Not so long
ago it was common to see passwords stored in databases in plaintext. Major
corporations were even guilty of this (do a google search for “web hosting stored passwords in plaintext”
to see what I mean). Thankfully it appears that developers have finally
realized it’s better to code something the safe way the first time rather than
suffer the repercussions of shortcuts. As a result, the instances of this occurring
are quickly dwindling out of existence.
These days
there’s a phenomenon that’s arguably just as dangerous: hashing unsalted
passwords.
Let’s
imagine a scenario where a malicious individual has managed to acquire a copy of user
records from our web application’s database. Three records have been chosen
from our “user” table:
ID
|
Name
|
UserName
|
Password
|
198
|
Martha Robinson
|
mrobinson
|
0ce8d8fccd5e6071fdab1a4edec504872ad338dcf34920f5b5baedfb9a74da91
|
237
|
John Davidson
|
jdoe
|
0ce8d8fccd5e6071fdab1a4edec504872ad338dcf34920f5b5baedfb9a74da91
|
599
|
Sarah Smith
|
ssmith
|
ca74e5fe75654735d3b8d04a7bdf5dcdd06f1c6c2a215171a24e5a9dcb28e7a2
|
All
passwords in the table are hashed once using SHA-256.
You might be
thinking, these passwords are hashed, so what’s the problem? One of the
defining traits of modern day hashing algorithms is that the slightest change
in the source string will drastically change the generated hash from that
string. For instance, take a look at the hashes for ‘Football123’ and ‘Footballs123’ (respectively):
0ce8d8fccd5e6071fdab1a4edec504872ad338dcf34920f5b5baedfb9a74da91
f77211f25d1f3bafd92ca23085d583f230c9febe6fc4e45a2e5ef0592c68f2e5
f77211f25d1f3bafd92ca23085d583f230c9febe6fc4e45a2e5ef0592c68f2e5
See that? By
just changing the “Football” part in our plaintext password to plural “Footballs”, there’s a huge difference in the appearance of the two hashes.
The first
thing the hacker is going to do is try and crack Martha and Johns’ passwords.
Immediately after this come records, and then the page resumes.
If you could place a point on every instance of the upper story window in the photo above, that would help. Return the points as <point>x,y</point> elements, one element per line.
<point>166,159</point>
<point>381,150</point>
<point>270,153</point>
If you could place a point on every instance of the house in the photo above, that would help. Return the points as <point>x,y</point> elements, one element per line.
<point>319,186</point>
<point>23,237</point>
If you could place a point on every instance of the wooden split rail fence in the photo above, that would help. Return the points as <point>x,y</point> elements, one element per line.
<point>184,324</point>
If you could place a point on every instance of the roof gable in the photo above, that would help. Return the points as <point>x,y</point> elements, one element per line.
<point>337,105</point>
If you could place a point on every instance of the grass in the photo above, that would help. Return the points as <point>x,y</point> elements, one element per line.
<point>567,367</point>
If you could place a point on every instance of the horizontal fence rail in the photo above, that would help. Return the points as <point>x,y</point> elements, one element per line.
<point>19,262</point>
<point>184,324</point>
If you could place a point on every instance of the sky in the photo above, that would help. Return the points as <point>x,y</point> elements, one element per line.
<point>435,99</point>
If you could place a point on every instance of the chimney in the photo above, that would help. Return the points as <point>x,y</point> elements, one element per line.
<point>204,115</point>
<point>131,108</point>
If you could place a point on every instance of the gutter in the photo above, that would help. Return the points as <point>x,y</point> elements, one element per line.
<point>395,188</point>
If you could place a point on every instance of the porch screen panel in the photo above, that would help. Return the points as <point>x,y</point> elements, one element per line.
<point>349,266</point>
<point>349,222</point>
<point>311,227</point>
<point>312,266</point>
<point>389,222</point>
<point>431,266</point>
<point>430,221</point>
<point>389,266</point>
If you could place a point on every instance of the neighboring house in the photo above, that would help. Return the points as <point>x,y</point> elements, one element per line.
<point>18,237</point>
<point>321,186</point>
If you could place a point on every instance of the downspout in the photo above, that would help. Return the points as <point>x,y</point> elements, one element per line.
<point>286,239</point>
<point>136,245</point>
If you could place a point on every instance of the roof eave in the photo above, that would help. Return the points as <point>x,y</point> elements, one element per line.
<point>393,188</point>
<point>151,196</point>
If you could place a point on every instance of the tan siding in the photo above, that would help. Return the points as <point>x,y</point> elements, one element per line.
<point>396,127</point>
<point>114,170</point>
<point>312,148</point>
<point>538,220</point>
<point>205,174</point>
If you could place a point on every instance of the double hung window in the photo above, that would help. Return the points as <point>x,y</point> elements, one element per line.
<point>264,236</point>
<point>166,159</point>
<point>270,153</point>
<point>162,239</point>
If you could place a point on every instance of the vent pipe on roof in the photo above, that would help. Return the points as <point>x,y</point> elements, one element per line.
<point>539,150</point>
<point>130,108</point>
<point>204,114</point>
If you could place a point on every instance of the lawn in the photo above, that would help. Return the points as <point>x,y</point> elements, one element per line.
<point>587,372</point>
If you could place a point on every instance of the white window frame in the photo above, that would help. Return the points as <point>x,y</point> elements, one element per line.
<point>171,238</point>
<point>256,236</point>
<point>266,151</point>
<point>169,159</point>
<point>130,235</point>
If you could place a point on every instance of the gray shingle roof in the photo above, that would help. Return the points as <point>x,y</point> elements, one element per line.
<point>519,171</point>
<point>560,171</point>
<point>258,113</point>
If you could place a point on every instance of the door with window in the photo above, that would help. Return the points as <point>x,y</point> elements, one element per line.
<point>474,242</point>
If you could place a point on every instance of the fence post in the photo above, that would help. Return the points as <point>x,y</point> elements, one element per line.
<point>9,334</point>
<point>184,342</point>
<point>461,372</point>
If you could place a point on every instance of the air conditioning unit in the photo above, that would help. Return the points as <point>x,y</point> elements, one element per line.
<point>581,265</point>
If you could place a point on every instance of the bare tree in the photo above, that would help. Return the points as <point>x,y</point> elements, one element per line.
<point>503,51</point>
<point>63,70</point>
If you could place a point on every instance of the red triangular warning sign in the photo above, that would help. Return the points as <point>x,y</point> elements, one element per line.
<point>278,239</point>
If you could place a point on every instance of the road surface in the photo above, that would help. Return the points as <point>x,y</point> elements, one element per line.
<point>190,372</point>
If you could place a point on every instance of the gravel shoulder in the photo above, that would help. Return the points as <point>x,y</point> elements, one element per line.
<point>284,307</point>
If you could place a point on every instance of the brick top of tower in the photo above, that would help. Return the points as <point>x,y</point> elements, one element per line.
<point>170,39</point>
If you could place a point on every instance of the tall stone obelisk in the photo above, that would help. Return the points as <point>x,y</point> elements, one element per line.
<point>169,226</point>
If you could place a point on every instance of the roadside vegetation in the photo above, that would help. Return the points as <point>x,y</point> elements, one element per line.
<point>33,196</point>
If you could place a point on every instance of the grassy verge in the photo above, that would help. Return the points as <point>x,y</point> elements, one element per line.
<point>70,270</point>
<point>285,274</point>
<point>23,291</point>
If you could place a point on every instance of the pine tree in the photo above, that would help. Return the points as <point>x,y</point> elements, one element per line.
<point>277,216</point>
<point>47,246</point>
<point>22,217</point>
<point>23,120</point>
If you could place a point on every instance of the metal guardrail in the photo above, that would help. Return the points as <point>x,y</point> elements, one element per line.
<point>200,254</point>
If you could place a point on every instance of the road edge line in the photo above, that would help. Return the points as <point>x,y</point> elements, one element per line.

Why? The two hashes are identical to each other. Thus, the attacker will deduce
from this that those hashes were calculated from the same exact passwords.
Now the
hacker knows that Martha and John have identical passwords. This is a big
problem – what are the chances
they both happened to think of the same extremely complex and secure passphrase?
Not very likely.
What we need
is a way to ensure that even simple passwords – even ones like Martha and
Johns’, will at least appear unique
in our db. This is where salting comes into play. What we do is generate a
“random” string of characters and mix those in with our plaintext source
passkey.
So in our
above example, instead of hashing ‘Football123’ which results in: 0ce8d8fccd5e6071fdab1a4edec504872ad338dcf34920f5b5baedfb9a74da91
We can take
a random string like ab9FlmNO!!, concatenate it to the end of our ‘Football123’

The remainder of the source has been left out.